Women at risk of developing dementia may be able to boost the memory area of their brains by taking up aerobic exercise.

Aerobic activity, such as brisk walking, seems to increase the total volume of the hippocampus – the part of the brain involved in verbal memory and learning, according to a small study published in the British Journal of Sports Medicine. The hippocampus appears to be very sensitive to the effects of aging and neurological damage.

Mounting evidence has shown that regular exercise is good for cognitive function and overall brain health.
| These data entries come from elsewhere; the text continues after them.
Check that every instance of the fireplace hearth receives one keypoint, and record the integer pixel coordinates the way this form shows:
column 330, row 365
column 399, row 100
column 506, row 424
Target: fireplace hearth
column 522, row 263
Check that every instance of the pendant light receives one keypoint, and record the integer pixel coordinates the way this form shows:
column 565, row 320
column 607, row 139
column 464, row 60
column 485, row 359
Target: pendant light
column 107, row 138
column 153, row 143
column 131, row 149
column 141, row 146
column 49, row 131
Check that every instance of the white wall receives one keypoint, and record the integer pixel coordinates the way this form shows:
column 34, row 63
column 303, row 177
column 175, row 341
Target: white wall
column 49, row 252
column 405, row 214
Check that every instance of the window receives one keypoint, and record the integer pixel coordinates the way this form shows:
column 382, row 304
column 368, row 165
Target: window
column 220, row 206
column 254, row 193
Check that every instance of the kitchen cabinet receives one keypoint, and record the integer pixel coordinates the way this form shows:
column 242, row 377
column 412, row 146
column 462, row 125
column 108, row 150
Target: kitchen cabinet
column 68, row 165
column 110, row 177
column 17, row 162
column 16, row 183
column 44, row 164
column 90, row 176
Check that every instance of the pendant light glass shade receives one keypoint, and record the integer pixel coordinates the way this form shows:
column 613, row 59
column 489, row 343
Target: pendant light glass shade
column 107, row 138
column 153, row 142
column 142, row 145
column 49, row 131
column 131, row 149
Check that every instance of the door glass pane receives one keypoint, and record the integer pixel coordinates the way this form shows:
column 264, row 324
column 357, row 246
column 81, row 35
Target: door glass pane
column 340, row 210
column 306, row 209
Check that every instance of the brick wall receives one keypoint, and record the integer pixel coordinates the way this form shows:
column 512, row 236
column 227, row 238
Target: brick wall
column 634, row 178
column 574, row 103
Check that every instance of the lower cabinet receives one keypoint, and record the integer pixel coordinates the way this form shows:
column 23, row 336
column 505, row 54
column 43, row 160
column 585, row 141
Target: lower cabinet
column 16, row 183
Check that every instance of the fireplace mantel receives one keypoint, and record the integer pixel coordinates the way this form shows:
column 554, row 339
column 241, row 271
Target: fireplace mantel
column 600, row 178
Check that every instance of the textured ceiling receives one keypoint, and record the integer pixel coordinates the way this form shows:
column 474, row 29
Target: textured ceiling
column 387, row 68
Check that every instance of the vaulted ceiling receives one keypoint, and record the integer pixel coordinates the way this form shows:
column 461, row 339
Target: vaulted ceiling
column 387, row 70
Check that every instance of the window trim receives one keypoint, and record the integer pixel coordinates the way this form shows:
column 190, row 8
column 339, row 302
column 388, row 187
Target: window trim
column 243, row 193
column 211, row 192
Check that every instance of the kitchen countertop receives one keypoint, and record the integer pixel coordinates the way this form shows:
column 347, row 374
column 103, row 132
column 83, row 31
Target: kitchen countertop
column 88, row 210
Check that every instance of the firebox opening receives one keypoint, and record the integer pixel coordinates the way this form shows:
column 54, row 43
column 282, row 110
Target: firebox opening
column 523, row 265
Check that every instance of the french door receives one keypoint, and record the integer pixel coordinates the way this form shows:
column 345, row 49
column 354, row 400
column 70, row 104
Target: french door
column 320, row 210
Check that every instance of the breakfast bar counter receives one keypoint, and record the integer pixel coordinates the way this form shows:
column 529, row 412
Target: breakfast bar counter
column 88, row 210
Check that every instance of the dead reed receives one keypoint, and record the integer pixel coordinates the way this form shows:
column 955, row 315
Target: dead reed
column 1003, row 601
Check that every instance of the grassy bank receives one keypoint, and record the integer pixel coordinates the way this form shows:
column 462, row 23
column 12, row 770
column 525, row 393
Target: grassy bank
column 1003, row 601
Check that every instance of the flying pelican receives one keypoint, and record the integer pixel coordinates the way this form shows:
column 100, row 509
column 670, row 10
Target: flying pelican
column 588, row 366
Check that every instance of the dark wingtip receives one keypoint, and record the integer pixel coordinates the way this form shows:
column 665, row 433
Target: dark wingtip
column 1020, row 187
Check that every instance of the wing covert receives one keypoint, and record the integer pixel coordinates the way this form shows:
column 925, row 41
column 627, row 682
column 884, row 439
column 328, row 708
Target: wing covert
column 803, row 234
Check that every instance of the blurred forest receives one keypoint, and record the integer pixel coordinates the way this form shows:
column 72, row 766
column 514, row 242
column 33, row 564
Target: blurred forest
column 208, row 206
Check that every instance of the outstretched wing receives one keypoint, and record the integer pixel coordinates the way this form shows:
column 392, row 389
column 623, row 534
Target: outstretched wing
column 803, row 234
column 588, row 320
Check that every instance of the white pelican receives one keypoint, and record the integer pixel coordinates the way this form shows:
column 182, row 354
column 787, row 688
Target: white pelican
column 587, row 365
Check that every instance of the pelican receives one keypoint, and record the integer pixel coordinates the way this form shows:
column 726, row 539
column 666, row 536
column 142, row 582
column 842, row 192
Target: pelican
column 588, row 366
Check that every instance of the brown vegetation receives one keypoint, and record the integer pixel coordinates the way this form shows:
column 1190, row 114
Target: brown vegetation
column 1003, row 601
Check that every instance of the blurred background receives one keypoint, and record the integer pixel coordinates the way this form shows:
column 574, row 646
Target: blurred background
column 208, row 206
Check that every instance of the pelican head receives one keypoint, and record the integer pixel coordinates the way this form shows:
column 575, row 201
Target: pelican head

Now, it appears that brisk walking twice a week may help slow down the advance of dementia, according to a British Medical Journal news release.

Worldwide, one new case of dementia is diagnosed every four seconds, the release states. The condition is expected to affect more than 115 million people by the year 2050.

For the study, researchers followed more than 85 women who said they had mild memory problems or mild cognitive impairment – a common risk factor for dementia. The women, ages 70 to 80, all lived at home independently.

After assigning the women one of three exercise routines – brisk walking, resistance training or balance and muscle toning – researchers found that those who performed the aerobic exercises had slightly larger hippocampal volume.

“At the very least, aerobic exercise seems to be able to slow the shrinkage of the hippocampus and maintain the volume in a group of women who are at risk of developing dementia,” researchers said.